Dans un court-métrage génial, The Neighbors’ Window (2019), Marshall Curry met à l’écran ce que beaucoup de mères vivent avec la maternité.
Alli, une jeune mère de trois enfants dont deux jumeaux fraîchement nés, est épuisée et lassée de son quotidien. Elle se met alors à rêver de la vie qu’elle n’a plus en contemplant de manière compulsive la vie des voisins d’en face, qu’elle peut observer depuis son salon.

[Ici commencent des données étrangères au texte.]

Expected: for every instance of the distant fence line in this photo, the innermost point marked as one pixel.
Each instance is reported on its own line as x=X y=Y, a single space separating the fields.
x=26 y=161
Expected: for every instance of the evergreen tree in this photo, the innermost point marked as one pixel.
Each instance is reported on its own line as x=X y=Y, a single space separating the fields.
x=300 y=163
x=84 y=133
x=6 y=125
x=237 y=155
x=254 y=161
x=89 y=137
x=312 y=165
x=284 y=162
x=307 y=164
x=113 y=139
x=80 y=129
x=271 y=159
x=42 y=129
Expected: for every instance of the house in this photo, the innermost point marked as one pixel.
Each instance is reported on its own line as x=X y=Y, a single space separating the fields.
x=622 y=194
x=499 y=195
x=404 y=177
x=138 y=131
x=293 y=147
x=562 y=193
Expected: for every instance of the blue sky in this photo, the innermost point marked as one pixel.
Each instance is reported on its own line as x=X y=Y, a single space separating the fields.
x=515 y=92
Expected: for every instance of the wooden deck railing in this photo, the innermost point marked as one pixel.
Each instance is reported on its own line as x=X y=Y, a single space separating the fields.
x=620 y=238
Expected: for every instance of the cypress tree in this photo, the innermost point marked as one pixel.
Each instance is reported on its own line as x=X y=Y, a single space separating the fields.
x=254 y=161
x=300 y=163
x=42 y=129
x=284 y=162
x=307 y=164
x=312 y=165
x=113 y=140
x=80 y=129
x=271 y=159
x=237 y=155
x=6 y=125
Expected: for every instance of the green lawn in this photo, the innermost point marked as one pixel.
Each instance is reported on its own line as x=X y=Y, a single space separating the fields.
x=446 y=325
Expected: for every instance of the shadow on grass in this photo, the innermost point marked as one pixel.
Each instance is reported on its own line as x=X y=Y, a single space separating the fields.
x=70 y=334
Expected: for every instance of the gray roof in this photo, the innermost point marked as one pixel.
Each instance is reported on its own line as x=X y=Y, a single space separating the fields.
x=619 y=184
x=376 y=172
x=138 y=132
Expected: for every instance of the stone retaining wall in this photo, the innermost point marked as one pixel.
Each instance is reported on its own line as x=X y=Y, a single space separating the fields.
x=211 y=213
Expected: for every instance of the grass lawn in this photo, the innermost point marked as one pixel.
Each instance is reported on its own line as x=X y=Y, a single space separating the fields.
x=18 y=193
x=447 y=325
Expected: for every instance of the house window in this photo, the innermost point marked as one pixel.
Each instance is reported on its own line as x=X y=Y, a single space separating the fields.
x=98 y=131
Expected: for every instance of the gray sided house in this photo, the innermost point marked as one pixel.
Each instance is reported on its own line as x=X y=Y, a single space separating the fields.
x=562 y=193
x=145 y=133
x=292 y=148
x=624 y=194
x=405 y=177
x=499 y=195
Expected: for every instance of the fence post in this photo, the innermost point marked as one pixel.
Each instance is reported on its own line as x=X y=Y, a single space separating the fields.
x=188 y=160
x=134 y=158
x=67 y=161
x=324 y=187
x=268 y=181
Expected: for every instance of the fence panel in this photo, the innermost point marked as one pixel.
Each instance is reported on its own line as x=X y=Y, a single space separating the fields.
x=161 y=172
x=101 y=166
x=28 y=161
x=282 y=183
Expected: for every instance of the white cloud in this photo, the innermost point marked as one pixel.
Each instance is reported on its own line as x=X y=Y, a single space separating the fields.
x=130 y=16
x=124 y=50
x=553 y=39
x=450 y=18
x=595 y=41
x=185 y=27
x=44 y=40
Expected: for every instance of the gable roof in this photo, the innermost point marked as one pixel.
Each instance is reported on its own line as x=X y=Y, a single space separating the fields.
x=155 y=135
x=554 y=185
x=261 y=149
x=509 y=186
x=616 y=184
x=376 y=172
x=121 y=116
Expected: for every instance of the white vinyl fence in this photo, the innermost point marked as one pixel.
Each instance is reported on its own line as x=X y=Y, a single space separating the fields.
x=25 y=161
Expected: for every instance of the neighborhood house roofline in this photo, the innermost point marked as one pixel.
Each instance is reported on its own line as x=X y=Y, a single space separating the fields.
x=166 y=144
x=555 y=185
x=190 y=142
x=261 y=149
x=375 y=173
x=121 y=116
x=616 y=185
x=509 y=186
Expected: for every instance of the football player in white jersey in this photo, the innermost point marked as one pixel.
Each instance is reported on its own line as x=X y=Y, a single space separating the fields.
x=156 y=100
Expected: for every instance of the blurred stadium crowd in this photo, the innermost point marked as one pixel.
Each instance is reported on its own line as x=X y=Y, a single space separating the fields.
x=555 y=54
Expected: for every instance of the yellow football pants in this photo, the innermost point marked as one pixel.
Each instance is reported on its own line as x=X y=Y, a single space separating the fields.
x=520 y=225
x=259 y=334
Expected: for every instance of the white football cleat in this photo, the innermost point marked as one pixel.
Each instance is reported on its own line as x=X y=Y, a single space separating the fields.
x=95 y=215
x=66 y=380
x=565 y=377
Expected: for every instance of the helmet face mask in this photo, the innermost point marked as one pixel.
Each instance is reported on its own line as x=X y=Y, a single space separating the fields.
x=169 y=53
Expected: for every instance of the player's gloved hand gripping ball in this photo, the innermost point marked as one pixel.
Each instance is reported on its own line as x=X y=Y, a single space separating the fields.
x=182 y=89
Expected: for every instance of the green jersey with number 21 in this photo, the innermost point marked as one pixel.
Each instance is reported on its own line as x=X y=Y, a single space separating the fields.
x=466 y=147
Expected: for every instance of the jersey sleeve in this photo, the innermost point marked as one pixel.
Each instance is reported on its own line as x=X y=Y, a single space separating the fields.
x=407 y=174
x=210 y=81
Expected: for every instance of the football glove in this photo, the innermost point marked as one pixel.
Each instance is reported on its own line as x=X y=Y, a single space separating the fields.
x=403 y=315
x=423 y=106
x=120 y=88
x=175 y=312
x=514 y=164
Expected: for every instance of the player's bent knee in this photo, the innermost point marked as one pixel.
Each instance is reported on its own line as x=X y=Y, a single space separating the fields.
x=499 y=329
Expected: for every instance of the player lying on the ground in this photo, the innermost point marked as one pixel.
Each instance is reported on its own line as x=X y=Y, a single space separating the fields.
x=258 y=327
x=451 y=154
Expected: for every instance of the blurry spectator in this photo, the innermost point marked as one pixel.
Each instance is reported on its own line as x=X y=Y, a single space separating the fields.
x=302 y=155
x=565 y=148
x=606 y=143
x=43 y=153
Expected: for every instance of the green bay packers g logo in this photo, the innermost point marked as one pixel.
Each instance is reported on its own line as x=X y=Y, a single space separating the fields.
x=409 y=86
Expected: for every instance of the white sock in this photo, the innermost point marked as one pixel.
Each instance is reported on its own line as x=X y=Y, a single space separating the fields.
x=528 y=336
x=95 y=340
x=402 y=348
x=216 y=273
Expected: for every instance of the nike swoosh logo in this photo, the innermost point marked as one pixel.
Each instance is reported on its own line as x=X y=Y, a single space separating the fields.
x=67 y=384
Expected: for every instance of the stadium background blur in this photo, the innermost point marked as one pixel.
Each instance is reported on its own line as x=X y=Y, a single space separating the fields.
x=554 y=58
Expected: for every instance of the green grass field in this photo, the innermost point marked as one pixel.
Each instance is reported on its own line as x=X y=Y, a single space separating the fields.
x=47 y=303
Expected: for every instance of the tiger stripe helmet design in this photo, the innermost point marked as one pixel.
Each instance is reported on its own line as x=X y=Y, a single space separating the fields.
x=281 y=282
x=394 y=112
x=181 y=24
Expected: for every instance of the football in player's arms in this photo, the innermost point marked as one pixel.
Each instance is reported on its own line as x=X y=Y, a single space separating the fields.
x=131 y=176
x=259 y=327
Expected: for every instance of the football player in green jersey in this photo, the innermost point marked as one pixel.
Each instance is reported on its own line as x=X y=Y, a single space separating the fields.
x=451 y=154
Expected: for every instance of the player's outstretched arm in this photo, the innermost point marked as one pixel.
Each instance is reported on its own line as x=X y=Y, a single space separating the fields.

En face, ils ont une vie sexuelle torride, une vie sociale épanouie, une maison rangée.
Ça respire le bonheur.
Chez elle, tout lui semble de plus en plus sordide et raté. Mais un jour, elle croise pour de vrai cette voisine, et Alli, elle qui envie depuis si longtemps la vie d’en face, réalise tout à coup qu’elle est elle-même enviée par ceux d’en face, qu’elle symbolise pour eux la famille qu’ils n’ont pas réussi à avoir, et le bonheur qu’ils n’ont pas pu vivre.
La maternité est pour beaucoup de femmes une tempête existentielle.
Notre vie est chamboulée, nous sommes épuisées, dormons mal, notre salon ressemble à une salle de puériculture et notre vie sociale se réduit comme une peau de chagrin.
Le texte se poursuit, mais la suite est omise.